F2P as a Recipe for an Awful Community?
I don’t play much League of Legends these days, but from time to time a friend convinces me to play a round or three in the evening. There are some things that I really like about the game and quite a few that I very much dislike. By far the worst are the other people you are playing with. The behaviour both towards team-mates and towards enemies is just awful in the game in general. When we played a couple of rounds on Friday, my friend and I discussed whether it might be the free-to-play nature of the game that attracts so many ill-behaved players.
The argument goes like this: Younger players in general don’t have as much money as older players and are therefore more drawn towards subscription-free (or even completely free) games. Older players in general are more mature than younger players. Therefore the community in subscription-based games is more mature than that in free-to-play ones.
Please note all the “in general” clauses in there because there clearly are very mature young players and incredibly immature older players just as there are young players with tons of money and older ones who can barely their internet connection fees.

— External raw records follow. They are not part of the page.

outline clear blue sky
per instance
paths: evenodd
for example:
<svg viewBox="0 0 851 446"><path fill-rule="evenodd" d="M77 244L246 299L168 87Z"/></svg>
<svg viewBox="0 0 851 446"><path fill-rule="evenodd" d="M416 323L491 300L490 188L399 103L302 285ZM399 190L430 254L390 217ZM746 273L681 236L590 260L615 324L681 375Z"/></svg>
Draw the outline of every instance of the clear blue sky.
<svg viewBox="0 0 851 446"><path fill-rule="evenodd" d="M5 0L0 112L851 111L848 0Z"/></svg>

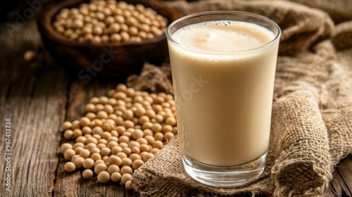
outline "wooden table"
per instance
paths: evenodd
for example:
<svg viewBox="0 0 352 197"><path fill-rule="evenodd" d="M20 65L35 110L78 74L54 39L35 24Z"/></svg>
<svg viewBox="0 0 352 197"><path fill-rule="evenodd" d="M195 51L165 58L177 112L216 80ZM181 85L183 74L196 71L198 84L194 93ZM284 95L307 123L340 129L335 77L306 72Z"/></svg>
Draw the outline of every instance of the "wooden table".
<svg viewBox="0 0 352 197"><path fill-rule="evenodd" d="M59 146L65 140L61 123L83 115L89 98L106 95L118 82L87 84L69 73L43 48L33 20L11 37L0 24L0 194L8 196L134 196L120 183L100 184L81 178L80 170L65 172ZM25 61L28 50L37 53ZM70 92L70 94L68 94ZM6 119L10 120L6 122ZM11 122L11 148L6 148L5 126ZM6 153L11 153L6 154ZM11 157L6 162L6 157ZM6 190L6 165L10 165L11 189ZM332 187L339 196L352 193L352 155L337 167ZM2 196L2 195L1 195Z"/></svg>

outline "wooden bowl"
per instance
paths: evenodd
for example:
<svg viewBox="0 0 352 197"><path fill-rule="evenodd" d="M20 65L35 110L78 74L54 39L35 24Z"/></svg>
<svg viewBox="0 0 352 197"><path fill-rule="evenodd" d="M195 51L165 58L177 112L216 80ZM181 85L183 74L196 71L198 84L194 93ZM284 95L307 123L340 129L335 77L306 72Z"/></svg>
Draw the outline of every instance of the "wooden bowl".
<svg viewBox="0 0 352 197"><path fill-rule="evenodd" d="M78 77L84 78L84 75L95 76L96 73L104 77L125 77L139 72L144 62L158 65L165 61L168 50L165 33L141 42L93 44L70 40L54 30L53 21L62 8L77 8L89 1L65 0L49 5L43 9L37 21L44 46L58 61L77 72ZM151 8L166 18L169 24L180 18L177 11L158 0L124 1Z"/></svg>

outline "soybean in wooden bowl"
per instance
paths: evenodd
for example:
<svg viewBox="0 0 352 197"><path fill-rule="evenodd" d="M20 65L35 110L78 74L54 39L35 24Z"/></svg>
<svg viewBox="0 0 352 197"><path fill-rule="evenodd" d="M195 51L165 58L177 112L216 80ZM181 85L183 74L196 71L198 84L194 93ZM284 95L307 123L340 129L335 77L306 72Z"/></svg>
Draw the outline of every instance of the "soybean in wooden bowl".
<svg viewBox="0 0 352 197"><path fill-rule="evenodd" d="M167 25L180 18L177 11L158 0L123 1L153 9L167 19ZM95 76L98 73L100 77L123 78L140 72L145 62L158 65L165 61L168 50L165 32L138 42L92 43L71 39L54 28L56 17L62 9L79 8L80 5L89 2L66 0L54 3L44 8L38 18L38 27L44 46L69 70L77 72L81 77L84 74Z"/></svg>

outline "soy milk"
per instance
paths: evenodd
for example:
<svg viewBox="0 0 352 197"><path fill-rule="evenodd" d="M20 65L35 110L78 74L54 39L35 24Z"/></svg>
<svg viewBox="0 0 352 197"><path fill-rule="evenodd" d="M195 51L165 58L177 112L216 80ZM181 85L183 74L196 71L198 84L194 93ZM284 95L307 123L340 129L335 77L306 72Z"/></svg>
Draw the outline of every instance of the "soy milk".
<svg viewBox="0 0 352 197"><path fill-rule="evenodd" d="M227 20L191 25L172 35L182 43L169 42L169 51L186 155L233 166L267 151L278 44L270 43L274 37L257 25Z"/></svg>

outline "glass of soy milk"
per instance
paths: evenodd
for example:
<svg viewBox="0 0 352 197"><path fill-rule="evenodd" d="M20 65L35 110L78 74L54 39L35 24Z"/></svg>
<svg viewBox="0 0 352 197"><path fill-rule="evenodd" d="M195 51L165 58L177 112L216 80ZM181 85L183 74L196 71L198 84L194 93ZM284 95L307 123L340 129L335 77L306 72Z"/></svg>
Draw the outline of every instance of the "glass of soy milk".
<svg viewBox="0 0 352 197"><path fill-rule="evenodd" d="M213 186L255 181L269 145L279 27L210 11L175 21L166 34L185 170Z"/></svg>

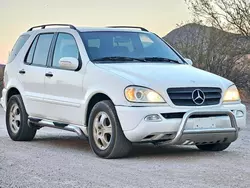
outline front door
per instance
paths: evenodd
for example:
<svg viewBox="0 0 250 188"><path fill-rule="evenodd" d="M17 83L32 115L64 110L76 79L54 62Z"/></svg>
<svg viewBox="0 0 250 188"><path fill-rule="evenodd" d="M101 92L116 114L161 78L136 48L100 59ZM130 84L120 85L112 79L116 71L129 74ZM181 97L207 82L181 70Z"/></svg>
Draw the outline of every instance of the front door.
<svg viewBox="0 0 250 188"><path fill-rule="evenodd" d="M61 69L59 60L63 57L74 57L80 61L77 43L71 34L58 34L51 67L45 73L46 116L62 123L81 124L83 73L81 70Z"/></svg>
<svg viewBox="0 0 250 188"><path fill-rule="evenodd" d="M36 36L18 73L26 110L33 117L44 117L44 78L53 36L53 33Z"/></svg>

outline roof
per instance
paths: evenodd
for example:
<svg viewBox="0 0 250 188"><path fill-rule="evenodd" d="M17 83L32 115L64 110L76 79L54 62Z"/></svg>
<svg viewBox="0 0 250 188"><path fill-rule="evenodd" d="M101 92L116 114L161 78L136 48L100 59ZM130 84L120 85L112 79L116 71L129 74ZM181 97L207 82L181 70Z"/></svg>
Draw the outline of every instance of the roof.
<svg viewBox="0 0 250 188"><path fill-rule="evenodd" d="M110 27L76 27L80 32L91 32L91 31L126 31L126 32L143 32L140 29L136 28L110 28Z"/></svg>
<svg viewBox="0 0 250 188"><path fill-rule="evenodd" d="M91 31L127 31L127 32L148 32L147 29L137 26L109 26L109 27L75 27L71 24L45 24L34 26L28 30L33 31L53 31L55 29L74 29L80 32L91 32Z"/></svg>

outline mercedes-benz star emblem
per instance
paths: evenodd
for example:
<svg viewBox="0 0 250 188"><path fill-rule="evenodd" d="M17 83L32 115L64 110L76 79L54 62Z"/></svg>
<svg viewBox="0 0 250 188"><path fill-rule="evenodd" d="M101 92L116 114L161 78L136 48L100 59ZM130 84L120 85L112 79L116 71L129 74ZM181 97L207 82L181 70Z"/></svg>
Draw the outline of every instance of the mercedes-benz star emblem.
<svg viewBox="0 0 250 188"><path fill-rule="evenodd" d="M203 91L196 89L192 93L192 99L195 104L202 105L205 102L206 97Z"/></svg>

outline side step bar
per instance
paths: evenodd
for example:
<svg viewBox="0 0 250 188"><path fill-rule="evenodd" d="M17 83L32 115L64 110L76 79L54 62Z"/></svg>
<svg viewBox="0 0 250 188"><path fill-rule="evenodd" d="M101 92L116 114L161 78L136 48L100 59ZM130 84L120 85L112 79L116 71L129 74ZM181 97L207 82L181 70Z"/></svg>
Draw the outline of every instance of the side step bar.
<svg viewBox="0 0 250 188"><path fill-rule="evenodd" d="M56 126L53 124L53 122L47 122L47 121L37 121L37 119L29 118L28 120L29 126L38 126L38 127L50 127L55 129L61 129L65 131L75 132L81 139L87 140L87 136L83 132L83 130L76 125L67 125L67 126ZM32 125L33 124L33 125Z"/></svg>

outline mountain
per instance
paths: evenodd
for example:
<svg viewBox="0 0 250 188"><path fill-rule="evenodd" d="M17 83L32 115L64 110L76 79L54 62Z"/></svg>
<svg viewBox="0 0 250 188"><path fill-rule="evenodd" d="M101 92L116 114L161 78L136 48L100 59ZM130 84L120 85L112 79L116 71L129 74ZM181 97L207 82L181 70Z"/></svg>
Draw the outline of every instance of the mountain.
<svg viewBox="0 0 250 188"><path fill-rule="evenodd" d="M202 48L206 49L211 45L217 47L225 47L226 45L231 48L231 51L236 51L236 53L242 54L246 51L247 54L250 54L250 51L247 50L250 46L250 37L196 23L176 28L164 36L163 39L181 52L183 51L183 48L181 48L183 46L202 46Z"/></svg>

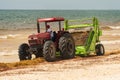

In general though I believe these arguments to hold true. The question is just how much of an impact this really has.
Clearly there are other things that make a community awful. You just have to look into shooters, especially console shooters, to see how little respect players can have for other human beings. These games are not free but still attract a much less civilized crowd of players than, say, RPGs. Sure, people are complaining about the World of Warcraft community as well, but I for one have never been tea-bagged in that game and rarely been insulted at all. And WoW has one of the lower quality communities among MMORPGs.
So there are other factors that define the quality of a community, but does the business model play a large role there or not? A comparison is hard to make, since subscription games are hard to find outside the MMORPG market. League of Legends is a DotA clone and pretty much all of those games have a pretty ugly base of players. All those games were free-to-play as well though, so we can’t deduct anything from that. I haven’t really played enough F2P MMORPGs to have a real opinion on how things work in that market. Maybe some Lord of the Rings Online players have an opinion on this? Did the player base as a whole loose quality since the game went free-to-play?
I’ve been called an elitist before (for example when I suggested paying to keep the casuals away (a post quite a bit more moderate than the title might suggest)), and surely it wouldn’T do my reputation any good if I would claim that one should use financial barriers to keep kids out of my games. It is a fact though that certain types of games attract a certain type of players that I don’t want to spend time with. Just as I avoid the clubs that are heavily frequented by 18-year-olds (not because there aren’t any people of that age that I could relate to, but because the percentage of those is very low), I avoid the games in which I have to interact with people that behave – in my opinion – improperly. I’m starting to think that F2P might be an indicator of such a game which in turn would make me prefer games with a subscription fee.